Cosa cambia con gli antigenici – I nuovi test rapidi, invece, rientrano in una categoria diversa. In sostanza rilevano la presenza di proteine virali (antigeni) nelle secrezioni respiratorie. Nel caso del Sars-Cov2, vanno a caccia della famosa proteina spike che ricopre la superficie del virus. Il modello utilizzato al momento negli aeroporti si basa sempre su un cotton-fioc che un addetto deve passare nel tratto naso-faringeo del paziente, ma il responso arriva entro pochi minuti direttamente sul posto. Se l’antigene del Covid è presente in sufficienti quantità, si lega ad anticorpi specifici fissati sul kit e conferma la positività al virus. L’analisi viene effettuata grazie a una piccola apparecchiatura portatile. La prima fornitura disposta dal commissario all’emergenza Domenico Arcuri prevedeva un prezzo compreso tra i 10,5 e i 12 euro a kit, ma nelle ultime settimane sono comparsi sul mercato internazionale nuovi produttori. E le stime del governatore Luca Zaia, prossimo a lanciare una gara d’acquisto insieme ad altre 4 Regioni, parlano di una tariffa intorno a 4,60 euro l’uno. Alcuni modelli di test rapido, inoltre, fanno a meno di qualunque macchinario e sono meno invasivi del tampone.

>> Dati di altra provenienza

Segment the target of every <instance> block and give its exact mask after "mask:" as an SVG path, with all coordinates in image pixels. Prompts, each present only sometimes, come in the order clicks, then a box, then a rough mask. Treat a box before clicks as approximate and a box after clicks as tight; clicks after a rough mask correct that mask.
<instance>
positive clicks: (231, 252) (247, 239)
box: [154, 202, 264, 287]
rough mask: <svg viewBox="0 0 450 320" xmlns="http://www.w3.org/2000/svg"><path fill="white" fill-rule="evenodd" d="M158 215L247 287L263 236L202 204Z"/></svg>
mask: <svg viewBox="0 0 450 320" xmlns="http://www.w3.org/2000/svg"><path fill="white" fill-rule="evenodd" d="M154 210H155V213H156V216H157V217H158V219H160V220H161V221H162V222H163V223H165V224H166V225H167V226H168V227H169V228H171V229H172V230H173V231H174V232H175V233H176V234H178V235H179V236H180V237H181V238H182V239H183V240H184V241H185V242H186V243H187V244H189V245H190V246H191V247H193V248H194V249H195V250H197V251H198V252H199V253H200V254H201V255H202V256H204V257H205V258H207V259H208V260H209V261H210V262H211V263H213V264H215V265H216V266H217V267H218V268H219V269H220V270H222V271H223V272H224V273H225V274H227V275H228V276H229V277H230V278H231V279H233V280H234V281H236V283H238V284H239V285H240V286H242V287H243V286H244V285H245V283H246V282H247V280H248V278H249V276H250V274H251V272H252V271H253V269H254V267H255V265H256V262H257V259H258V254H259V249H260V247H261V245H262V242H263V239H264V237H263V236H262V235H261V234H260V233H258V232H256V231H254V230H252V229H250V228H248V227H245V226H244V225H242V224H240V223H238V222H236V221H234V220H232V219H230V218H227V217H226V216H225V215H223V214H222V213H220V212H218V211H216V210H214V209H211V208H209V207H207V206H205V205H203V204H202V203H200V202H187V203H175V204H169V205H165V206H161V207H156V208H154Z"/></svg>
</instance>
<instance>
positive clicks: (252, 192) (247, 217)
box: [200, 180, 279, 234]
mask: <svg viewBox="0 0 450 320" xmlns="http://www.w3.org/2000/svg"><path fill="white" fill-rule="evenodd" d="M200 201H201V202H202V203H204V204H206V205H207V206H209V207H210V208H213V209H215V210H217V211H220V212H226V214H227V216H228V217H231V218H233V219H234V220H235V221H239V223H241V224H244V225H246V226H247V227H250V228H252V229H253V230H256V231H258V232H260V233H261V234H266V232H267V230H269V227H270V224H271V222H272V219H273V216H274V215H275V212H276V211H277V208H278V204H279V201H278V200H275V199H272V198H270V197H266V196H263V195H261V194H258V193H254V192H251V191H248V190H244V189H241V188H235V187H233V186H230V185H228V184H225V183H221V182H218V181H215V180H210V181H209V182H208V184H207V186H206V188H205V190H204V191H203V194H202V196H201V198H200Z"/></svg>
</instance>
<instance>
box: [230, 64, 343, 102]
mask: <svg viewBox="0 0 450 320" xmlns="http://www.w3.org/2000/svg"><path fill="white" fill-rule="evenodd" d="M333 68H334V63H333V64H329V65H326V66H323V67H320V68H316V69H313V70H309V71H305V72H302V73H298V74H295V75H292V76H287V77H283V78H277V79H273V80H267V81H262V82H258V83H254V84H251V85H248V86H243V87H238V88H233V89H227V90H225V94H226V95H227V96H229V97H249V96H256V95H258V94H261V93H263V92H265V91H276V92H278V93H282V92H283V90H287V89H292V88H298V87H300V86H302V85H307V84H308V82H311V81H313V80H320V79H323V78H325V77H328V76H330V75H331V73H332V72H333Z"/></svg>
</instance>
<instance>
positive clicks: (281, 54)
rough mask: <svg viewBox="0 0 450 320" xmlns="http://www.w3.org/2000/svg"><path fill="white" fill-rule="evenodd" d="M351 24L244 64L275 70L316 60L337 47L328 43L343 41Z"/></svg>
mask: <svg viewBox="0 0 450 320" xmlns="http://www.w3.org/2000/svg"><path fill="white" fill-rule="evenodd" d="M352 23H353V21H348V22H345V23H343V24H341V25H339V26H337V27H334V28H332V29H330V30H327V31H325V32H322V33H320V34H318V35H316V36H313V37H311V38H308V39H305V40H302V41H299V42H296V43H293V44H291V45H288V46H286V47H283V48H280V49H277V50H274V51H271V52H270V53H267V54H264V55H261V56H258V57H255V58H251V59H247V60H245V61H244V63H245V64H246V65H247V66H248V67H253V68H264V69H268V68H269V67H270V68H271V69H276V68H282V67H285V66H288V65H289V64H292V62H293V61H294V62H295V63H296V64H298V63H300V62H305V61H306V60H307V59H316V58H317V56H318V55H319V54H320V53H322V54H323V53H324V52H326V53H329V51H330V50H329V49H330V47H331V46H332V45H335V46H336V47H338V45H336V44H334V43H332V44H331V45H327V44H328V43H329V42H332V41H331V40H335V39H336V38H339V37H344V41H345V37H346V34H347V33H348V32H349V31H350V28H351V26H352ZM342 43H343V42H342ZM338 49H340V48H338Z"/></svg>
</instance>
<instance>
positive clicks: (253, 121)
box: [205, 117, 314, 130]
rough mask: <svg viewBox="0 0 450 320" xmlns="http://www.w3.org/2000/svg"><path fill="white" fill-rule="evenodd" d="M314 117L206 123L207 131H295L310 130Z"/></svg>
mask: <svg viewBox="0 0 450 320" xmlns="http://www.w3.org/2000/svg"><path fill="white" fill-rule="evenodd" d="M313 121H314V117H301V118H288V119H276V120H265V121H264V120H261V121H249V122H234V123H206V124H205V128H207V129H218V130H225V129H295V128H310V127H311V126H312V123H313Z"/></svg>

I nuovi test salivari – È proprio su questo che stanno lavorando diversi atenei italiani. Un’azienda brianzola, in collaborazione con l’università del Sannio, ha già ottenuto l’approvazione dal ministero della Salute e ha avviato la produzione industriale, garantendo “risultati anche in 3 minuti”. Poi c’è l’università dell’Insubria, al lavoro sin dal marzo scorso e seguita a ruota da altri atenei americani (già passati alla commercializzazione dopo il via libera dell’Fda). L’idea è quella di andare a caccia della proteina virale del Covid non nel tratto naso-faringeo, ma direttamente nella saliva. Un modo per facilitare ancora di più l’esecuzione del test e abbassare il costo finale per il Sistema sanitario. “L’idea è nata grazie a competenze diverse che si sono unite”, spiega al Fatto.it Lorenzo Azzi, odontoiatra e ricercatore in Malattie del cavo orale dell’Uninsubria. “Insieme al professor Fasano di Biochimica abbiamo ipotizzato che il Sars-Cov2 possa essere individuato anche nella saliva, dal momento che si trasmette tramite i droplets. Una soluzione che permetterebbe di evitare in futuro l’intasamento dei laboratori per i tamponi come avvenuto durante l’emergenza”. La sperimentazione è partita ad aprile, quando ancora non c’era letteratura sul tema. In laboratorio abbiamo ottenuto una sensibilità intorno al 93% rispetto al tampone molecolare fatto nello stesso momento”, chiarisce Azzi. Il test, quindi, permette di beccare 93 positivi su 100. “Dopo aver corretto una serie di parametri che davano troppi falsi positivi, abbiamo avviato il percorso di trasferimento tecnologico con un’azienda emiliana che ha stipulato la partnership con l’università”.

L’obiettivo è quello di partire entro l’autunno con la commercializzazione. “Una volta che ci sarà il via libera – chiarisce – si potranno usare ovunque. Al cinema, in teatro, in aeroporto. In 5 minuti è possibile avere il responso e non serve alcuna attrezzatura”. Un modo per cambiare la nostra strategia di contenimento del virus “anche in ottica di pandemie future“, conclude Azzi, sottolineando la sua soddisfazione per il fatto che lo studio scientifico pubblicato a marzo dal suo team ora viene citato in tutto il mondo. “Io mi occupo di patologie orali e non sono stato impegnato per assistere i pazienti covid, ma ho visto i miei colleghi di medicina e gli infermieri schierati in prima linea, pronti ad affrontare con determinazione la situazione. È stato questo a spronarci di giorno in giorno a fare lavoro di squadra: la nostra invenzione nasce grazie alla collaborazione di tutti i colleghi che hanno partecipato alla sperimentazione nonostante le difficoltà di questi mesi”.